ARCHITECTURE SPECIFICATION & FORMAL SYSTEM REPORT: k501-AIONARC
Document ID: k501-AIONARC-SPEC-2026-05-23
Time Anchor (System Clock): Unix Epoch 1779502114 | Sat May 23 02:08:34 2026 UTC / 04:08:34 CEST
System Architect: iinkognit0
Deployment State: STABLE / CANONICAL / VERIFIED
1. The Core Paradigm of k501-AIONARC - The Information Space
The k501-AIONARC - The Information Space represents a complete architectural departure from mutable, path-dependent hierarchical file systems. It establishes a deterministic, math-driven, append-only informational continuum. The system's foundational design is governed by the absolute physical decoupling of Identity (the topostructural manifest) and Substance (the underlying content payload).
Axiomatic Pillars:
- Content-Addressable Topology: Data primitives within the space possess no arbitrary human-readable names or volatile folder paths. A file or block is addressed strictly by what it inherently is (its cryptographic digest), not where it resides.
- Structural Immutability: Once an information package is committed to the space, it becomes unalterable. Any alteration down to a single bit flips the cryptographic signature of the block, triggering immediate isolation by the system's structural auditor layers.
- Global Deduplication Invariant: The space normalizes incoming streams. Identical information units collapse into a single physical entity within the object layer, regardless of their ingestion frequency, temporal origin, or logical context.

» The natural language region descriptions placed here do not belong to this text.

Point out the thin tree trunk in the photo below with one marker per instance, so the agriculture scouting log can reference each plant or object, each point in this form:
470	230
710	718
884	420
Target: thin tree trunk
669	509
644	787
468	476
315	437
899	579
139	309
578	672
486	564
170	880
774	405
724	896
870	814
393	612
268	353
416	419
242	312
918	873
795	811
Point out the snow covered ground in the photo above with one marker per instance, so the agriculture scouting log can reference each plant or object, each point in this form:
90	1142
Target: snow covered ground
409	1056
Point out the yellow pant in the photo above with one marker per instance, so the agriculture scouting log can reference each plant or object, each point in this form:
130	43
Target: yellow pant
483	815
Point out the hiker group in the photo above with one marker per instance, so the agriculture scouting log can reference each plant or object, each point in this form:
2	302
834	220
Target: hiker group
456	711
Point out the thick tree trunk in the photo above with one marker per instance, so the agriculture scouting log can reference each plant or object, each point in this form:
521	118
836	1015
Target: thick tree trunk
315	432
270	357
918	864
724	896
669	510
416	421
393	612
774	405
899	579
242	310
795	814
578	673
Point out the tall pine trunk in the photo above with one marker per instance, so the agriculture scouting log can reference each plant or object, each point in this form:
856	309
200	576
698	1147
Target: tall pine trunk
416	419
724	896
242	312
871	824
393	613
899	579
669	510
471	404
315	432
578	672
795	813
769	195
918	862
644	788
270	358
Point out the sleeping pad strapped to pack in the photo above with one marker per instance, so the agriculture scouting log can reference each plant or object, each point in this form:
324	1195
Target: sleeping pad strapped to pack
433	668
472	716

2. The Six-Phase Ingestion Pipeline Architecture
The monolithic control flow implemented in main.c orchestrates the conversion of raw, unaligned source files into the immutable state space. It processes data using four core memory-mapped object sets: K501_DocumentSet docs, K501_NormalizedSet norm, K501_State state, and K501_State final.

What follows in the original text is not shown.